Segundo a versão oficial, estas experiências deviam-se à preocupação de Salazar com uma possível sabotagem de concorrentes, que poderiam contaminar os atletas do projeto Oregon com testosterona em gel sem o seu conhecimento.
"Para Mark, Alberto Salazar estava a tentar evitar que seus atletas fossem drogados", declarou o porta-voz da Nike ao The Wall Street Journal.
Ações da Nike caem
Na terça-feira, as ações da Nike caíram 1,75%, uma queda um pouco maior que o fecho da bolsa de Nova Iorque (-1,28%), isso um dia após registar o maior valor da sua história.
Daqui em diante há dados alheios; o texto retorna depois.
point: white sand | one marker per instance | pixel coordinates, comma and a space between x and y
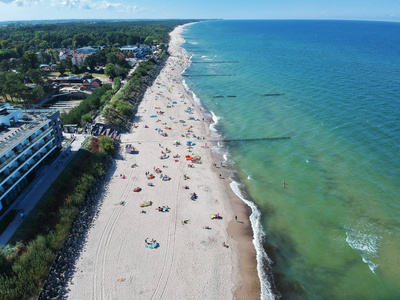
191, 262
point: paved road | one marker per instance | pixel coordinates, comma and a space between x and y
45, 178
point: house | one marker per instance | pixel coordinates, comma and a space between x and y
62, 55
91, 84
27, 137
78, 58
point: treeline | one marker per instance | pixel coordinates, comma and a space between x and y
83, 112
25, 261
123, 104
16, 40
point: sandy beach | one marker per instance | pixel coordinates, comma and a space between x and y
196, 257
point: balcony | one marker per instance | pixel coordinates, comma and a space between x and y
33, 155
8, 187
26, 147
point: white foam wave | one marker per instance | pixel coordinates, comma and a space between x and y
216, 120
365, 243
258, 232
370, 264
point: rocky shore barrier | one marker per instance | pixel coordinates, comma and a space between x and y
63, 268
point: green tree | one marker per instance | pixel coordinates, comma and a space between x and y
61, 67
31, 60
81, 39
5, 44
109, 70
14, 85
36, 76
91, 62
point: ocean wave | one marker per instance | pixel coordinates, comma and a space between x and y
215, 120
258, 235
366, 244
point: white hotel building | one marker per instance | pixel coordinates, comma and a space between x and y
27, 137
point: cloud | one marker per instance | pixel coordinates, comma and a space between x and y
78, 4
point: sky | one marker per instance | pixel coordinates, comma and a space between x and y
380, 10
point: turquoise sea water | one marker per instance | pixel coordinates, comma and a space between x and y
335, 227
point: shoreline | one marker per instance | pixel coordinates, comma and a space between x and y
196, 256
249, 286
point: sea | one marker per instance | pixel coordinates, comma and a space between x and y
308, 114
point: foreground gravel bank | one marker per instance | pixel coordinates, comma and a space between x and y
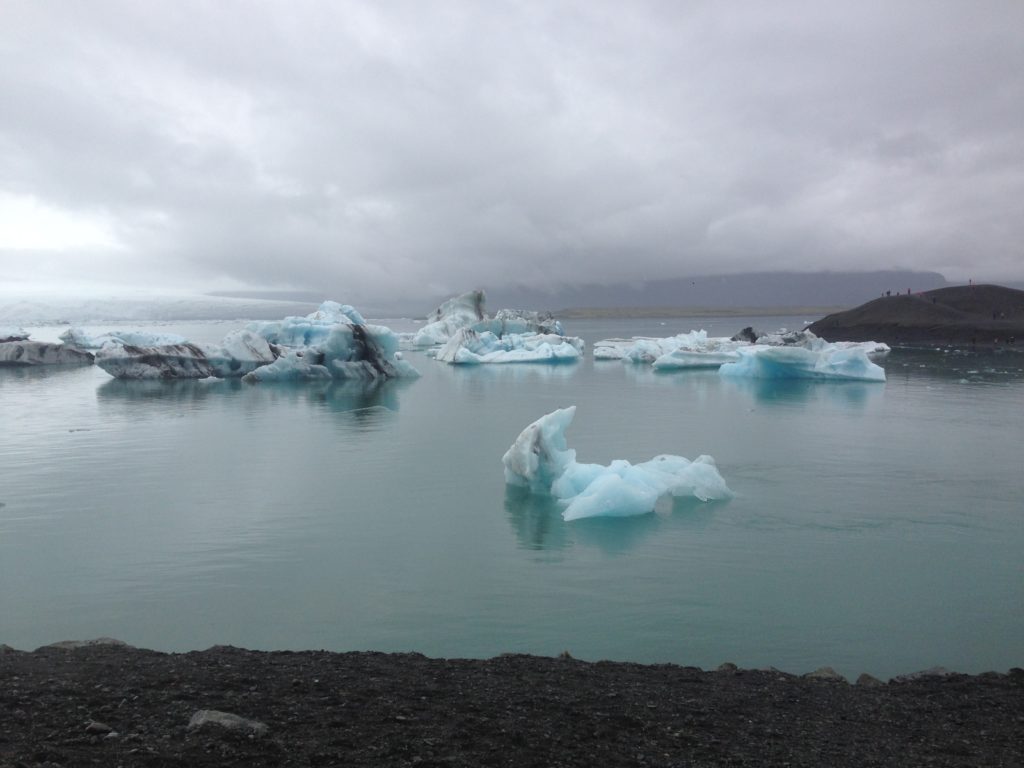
109, 705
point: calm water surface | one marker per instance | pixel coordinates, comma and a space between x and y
876, 527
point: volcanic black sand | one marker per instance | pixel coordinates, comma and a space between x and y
115, 706
962, 315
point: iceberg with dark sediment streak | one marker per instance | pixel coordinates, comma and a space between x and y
799, 363
334, 342
798, 354
24, 352
80, 339
12, 334
541, 461
471, 347
467, 311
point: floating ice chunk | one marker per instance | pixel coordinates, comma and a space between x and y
541, 461
471, 347
688, 358
695, 349
41, 353
170, 361
333, 342
454, 314
12, 334
77, 337
829, 363
466, 311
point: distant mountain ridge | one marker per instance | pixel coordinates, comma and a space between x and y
725, 291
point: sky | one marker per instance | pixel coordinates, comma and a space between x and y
385, 150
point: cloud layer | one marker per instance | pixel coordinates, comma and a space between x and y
399, 148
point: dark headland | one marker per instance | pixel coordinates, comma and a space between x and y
101, 704
960, 315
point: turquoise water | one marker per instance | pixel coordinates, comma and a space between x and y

Na quarta-feira, a abertura da bolsa registou uma nova queda de 1%.
Durante vários trimestres, a Nike publicou resultados financeiros brilhantes, impulsionados pela reorientação para as vendas online e o bom desempenho no mercado chinês.
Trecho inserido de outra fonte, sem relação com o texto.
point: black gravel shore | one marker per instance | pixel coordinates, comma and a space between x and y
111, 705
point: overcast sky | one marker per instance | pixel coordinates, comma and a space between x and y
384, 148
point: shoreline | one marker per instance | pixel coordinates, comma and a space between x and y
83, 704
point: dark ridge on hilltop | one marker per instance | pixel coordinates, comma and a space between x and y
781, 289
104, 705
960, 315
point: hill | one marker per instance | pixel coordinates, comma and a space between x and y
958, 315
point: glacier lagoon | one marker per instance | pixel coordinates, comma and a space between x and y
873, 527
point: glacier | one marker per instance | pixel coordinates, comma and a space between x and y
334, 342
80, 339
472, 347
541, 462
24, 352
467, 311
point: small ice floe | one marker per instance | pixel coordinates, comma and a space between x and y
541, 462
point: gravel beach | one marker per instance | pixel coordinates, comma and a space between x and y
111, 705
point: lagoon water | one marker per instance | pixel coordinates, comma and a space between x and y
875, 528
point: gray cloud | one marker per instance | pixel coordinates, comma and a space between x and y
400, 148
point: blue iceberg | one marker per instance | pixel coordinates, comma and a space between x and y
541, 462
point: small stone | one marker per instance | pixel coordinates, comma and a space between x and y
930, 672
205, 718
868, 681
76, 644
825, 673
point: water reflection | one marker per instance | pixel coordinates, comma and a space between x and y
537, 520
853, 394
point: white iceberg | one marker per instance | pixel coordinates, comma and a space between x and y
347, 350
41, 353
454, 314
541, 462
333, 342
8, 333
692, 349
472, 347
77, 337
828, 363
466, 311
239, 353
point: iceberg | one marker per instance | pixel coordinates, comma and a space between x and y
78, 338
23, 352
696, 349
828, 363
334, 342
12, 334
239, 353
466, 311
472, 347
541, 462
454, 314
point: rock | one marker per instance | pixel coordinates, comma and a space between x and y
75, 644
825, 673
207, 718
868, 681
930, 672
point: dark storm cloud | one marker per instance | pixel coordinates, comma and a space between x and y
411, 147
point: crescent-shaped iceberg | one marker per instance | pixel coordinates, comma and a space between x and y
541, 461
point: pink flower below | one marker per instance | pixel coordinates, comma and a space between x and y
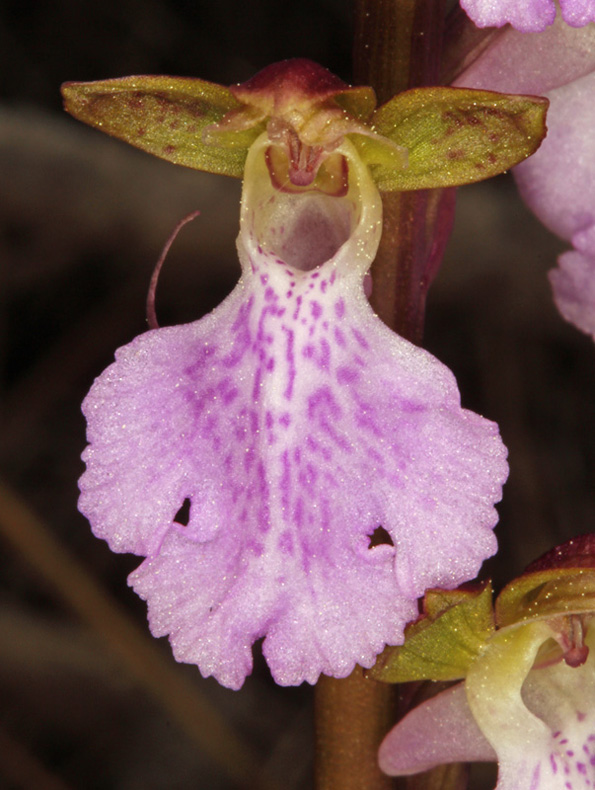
294, 424
528, 16
557, 182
A questão é saber se o caso Salazar poderá manchar a imagem da empresa.
Consultado pela emissora alemã ZDF, o diretor da USADA, Travis Tygart, foi claro: "Espero que a Nike tome isso como um aviso para que reaja. Não podem continuar a procurar desculpas, precisam de admitir que experimentaram em causa própria nos seus atletas e no seu centro de treinos, e isso é simplesmente mau".
"Animais de laboratório"
"Os atletas eram 'animais de laboratório' que não sabiam que estavam a ser drogados pelas costas. É preciso entender que os atletas não tinham a menor ideia do que estava a ser feito, do que lhes estava a administrar. Eles ignoravam as doses, se era legal ou proibido", completou Tygart.
"A história da Nike é repleta de exemplos de apoio a atletas dopados, a federações que favorecem o doping", disparou nesta terça-feira no Twitter a ex-corredora Lauren Fleshman, patrocinada pela empresa por mais de nove anos, até 2012.
"Eles fazem vista grossa até quando é evidente para todos que há algo proibido", continuou. "Colocam o 'swoosh' (logo da marca) em bombas-relógio. E quando explodem, a Nike é a última a abandonar o barco".
Em 2012, a Nike apoiou oficialmente Lance Armstrong imediatamente após a publicação de um relatório condenatório da USADA contra o ciclista e sua equipa, antes de abandonar o atleta poucos dias depois.
Em junho de 2016, a empresa manteve o contrato com a tenista Maria Sharapova, suspensa por dois anos por doping.
A Nike manteve assim a imagem de empresa que protege os seus atletas, a exemplo do caso de ex-jogador de basquetebol Kobe Bryant, acusado de violação em 2003, ou do tenista Tiger Woods, envolvido num escândalo de adultério em 2009.
"A Nike está agora sob escrutínio público", tweetou Fleshman, que competiu em três Mundiais de atletismo nas provas de 5.000 metros. "Se fazes publicidade sobre a pureza do desporto enquanto financias o lado escuro que o destrói, isso é um problema".